Discipline over hype
Fundamentally, you can use agentic AI to deliver quality, secure commercial software into production, but it requires human oversight, discipline, and good practices. When you move beyond the prototype, forget hype like “10x” or “vibe coding”. Carry on being a disciplined engineer – one with extremely useful assistants.
In summary
AI can genuinely make us faster, but the speed comes from augmenting good practices, not replacing them. Neglect the fundamentals and you put security, data privacy, and code quality at risk. And the threat landscape isn’t standing still – GenAI and agentic architectures are introducing new attack vectors all the time. The teams getting real value from these tools aren’t the ones moving fastest. They’re the ones staying disciplined and staying informed.
About the author
Ben Wilkes is a Principal Technical Consultant at Equal Experts with over 20 years of experience in solution architecture and software engineering. He specialises in complex digital transformations, helping organisations design scalable systems and build high-performing engineering teams that deliver sustainable value.

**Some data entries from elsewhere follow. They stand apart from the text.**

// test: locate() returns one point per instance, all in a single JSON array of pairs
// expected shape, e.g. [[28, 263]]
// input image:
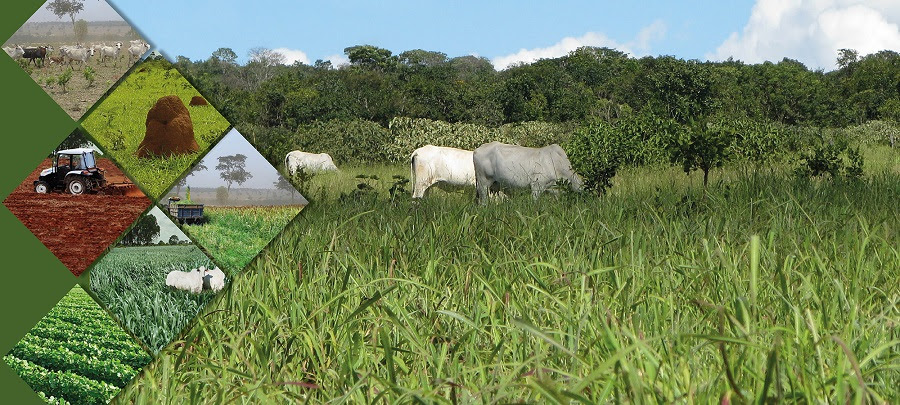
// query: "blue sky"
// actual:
[[509, 31], [486, 28]]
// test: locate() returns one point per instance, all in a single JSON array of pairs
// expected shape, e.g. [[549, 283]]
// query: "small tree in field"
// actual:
[[232, 169], [69, 8], [704, 147]]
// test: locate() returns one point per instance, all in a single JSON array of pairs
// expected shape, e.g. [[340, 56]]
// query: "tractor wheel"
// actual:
[[77, 186]]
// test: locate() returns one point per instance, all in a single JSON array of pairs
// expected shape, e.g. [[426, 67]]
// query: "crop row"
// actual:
[[62, 359], [107, 331], [131, 356], [62, 384]]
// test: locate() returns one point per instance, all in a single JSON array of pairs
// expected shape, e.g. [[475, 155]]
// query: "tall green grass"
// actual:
[[771, 288], [131, 283], [118, 124]]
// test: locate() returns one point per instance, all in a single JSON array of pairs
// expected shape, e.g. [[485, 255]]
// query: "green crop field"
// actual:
[[77, 353], [118, 124], [131, 282], [235, 235], [772, 288]]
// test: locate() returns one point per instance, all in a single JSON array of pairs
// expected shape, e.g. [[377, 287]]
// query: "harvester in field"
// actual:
[[75, 171]]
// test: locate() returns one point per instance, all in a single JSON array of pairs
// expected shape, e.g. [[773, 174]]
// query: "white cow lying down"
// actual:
[[310, 162], [449, 168]]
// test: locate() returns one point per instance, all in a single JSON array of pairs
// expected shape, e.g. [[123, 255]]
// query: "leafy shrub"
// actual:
[[596, 152], [409, 134], [832, 154], [704, 147]]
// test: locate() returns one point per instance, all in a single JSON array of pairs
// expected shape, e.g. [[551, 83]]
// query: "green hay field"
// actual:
[[118, 124]]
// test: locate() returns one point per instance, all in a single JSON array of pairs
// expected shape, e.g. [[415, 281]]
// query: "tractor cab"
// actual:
[[74, 171]]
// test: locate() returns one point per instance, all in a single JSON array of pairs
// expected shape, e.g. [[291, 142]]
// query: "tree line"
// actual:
[[589, 82]]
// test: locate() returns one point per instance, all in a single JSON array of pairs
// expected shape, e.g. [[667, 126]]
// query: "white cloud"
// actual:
[[293, 55], [641, 43], [812, 31]]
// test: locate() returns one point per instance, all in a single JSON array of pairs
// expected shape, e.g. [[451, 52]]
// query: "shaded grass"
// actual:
[[118, 124], [131, 283], [772, 288], [235, 235]]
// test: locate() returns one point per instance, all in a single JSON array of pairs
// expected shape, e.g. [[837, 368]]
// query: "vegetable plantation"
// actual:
[[770, 286], [235, 235], [77, 353], [130, 282], [118, 124]]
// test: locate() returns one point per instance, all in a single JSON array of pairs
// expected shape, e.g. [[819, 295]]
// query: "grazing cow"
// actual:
[[449, 168], [110, 52], [15, 52], [499, 166], [311, 162], [79, 54], [33, 54]]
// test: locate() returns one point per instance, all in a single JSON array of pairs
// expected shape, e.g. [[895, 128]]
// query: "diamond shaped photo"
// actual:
[[233, 202], [77, 202], [75, 51], [155, 280], [155, 124], [77, 354]]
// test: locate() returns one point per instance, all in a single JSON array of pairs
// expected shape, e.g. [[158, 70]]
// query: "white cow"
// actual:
[[449, 168], [186, 280], [136, 50], [500, 166], [311, 162], [79, 54], [15, 52], [110, 52]]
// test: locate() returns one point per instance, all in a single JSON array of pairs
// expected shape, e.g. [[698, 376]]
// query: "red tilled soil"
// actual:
[[76, 228]]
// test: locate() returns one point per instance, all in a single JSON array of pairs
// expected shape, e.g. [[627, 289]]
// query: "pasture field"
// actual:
[[118, 124], [233, 236], [131, 282], [771, 288], [77, 353], [81, 92]]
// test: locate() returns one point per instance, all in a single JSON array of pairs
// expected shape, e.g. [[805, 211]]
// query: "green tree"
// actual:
[[62, 8], [703, 147], [221, 195], [81, 28], [232, 169], [144, 231], [370, 57], [225, 55]]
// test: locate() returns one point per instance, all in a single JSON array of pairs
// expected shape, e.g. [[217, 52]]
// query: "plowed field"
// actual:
[[77, 229]]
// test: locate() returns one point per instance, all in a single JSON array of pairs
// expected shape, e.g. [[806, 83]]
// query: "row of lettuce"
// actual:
[[77, 354]]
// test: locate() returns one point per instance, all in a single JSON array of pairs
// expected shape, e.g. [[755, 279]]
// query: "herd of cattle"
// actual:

Recently, Ben has focused on integrating Generative AI into the software development lifecycle, working at the intersection of AI-augmented delivery and AI-infused product development. Drawing on hands-on experience with AWS Bedrock, and Azure AI services, he helps teams move beyond prototypes to production-ready AI solutions. Ben’s approach combines disciplined engineering practices with pragmatic experimentation—grounded in Agile and XP principles—to ensure AI initiatives deliver real outcomes.